This is a continuation of a series of posts on the Sony a7RIII. You should be able to find all the posts about that camera in the Category List on the right sidebar, below the Articles widget. There’s a drop-down menu there that you can use to get to all the posts in this series.
In the previous post, I showed you how the read noise of the Sony a7RIII varies with ISO setting in various shutter and file modes. The read noise also varies with exposure time in ways that are not obvious to those inexperienced with the alpha seven camera line.
Here is how the read noise (RN) varies with exposure time for single shot (SS) shutter mode, electronic first curtain shutter (EFCS), with ISO set to 1000.
The vertical axis is 14-bit counts, also known as data numbers, or raw data.
In the previous post, we looked at the inverse of RN, engineering dynamic range (EDR). Let’s do that for this data:
The reason the EDR, in general, gets worse as the exposure time gets longer is an effect called dark current. The pixels in the sensor are back-biased photodiodes, which ideally have no leakage. But in engineering, things are never ideal, and these components leak. What’s worse is they leak differently at different pixels, so there’s no way to sort out after the exposure what part of the charge left on the photodiode is due to light hitting it, and what part is merely leakage. At fast shutter speeds, the leakage is inconsequential, but as the integration time increases, it becomes something to worry about.
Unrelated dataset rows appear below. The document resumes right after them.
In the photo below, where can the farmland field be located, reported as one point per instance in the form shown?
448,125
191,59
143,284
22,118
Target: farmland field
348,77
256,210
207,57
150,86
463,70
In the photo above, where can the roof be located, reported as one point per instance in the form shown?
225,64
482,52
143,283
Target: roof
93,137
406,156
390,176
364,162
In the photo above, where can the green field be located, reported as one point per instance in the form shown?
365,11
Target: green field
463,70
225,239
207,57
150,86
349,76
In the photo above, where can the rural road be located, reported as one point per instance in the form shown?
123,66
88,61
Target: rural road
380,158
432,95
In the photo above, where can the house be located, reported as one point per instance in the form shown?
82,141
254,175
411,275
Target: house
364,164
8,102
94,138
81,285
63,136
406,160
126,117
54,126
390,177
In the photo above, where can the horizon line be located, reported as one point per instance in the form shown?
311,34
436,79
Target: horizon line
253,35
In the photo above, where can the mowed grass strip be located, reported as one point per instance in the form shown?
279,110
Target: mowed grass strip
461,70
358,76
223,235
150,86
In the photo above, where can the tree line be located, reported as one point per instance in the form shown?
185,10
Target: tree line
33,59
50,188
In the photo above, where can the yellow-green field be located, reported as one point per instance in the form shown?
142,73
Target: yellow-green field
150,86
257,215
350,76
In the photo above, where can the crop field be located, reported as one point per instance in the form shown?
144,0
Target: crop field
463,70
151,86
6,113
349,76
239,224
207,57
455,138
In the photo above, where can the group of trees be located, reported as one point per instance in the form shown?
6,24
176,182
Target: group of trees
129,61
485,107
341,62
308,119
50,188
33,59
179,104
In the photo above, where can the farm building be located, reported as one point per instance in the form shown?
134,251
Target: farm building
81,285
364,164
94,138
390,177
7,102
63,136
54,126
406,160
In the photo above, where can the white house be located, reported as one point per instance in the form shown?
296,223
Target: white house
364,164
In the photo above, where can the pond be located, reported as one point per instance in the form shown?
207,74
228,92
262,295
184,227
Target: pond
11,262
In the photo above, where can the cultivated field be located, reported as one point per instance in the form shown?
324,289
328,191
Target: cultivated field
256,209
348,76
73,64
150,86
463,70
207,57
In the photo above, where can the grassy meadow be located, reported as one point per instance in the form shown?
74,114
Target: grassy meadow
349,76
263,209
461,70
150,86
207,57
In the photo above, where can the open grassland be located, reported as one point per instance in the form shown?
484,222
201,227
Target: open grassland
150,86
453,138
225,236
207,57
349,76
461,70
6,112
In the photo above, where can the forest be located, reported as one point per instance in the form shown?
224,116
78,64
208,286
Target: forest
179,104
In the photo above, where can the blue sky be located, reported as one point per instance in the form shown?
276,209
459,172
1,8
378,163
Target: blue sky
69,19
Sony plays some games to disguise the effect of the dark current. The most pronounced occurs at exposures of 4 seconds and longer, and it is caused by a type of median filter known to its detractors as the star-eater filter. If you go to the Category List in the right-hand sidebar and look for a7RIII posts, you’ll see a lot about this effect. In the above plots, it also appears that there is something going on as the shutter speed is changed from 0.8 seconds to 1 second. It doesn’t look nearly as significant as the processing the starts at 4 seconds, but I’ll take a look at it and see what I can find.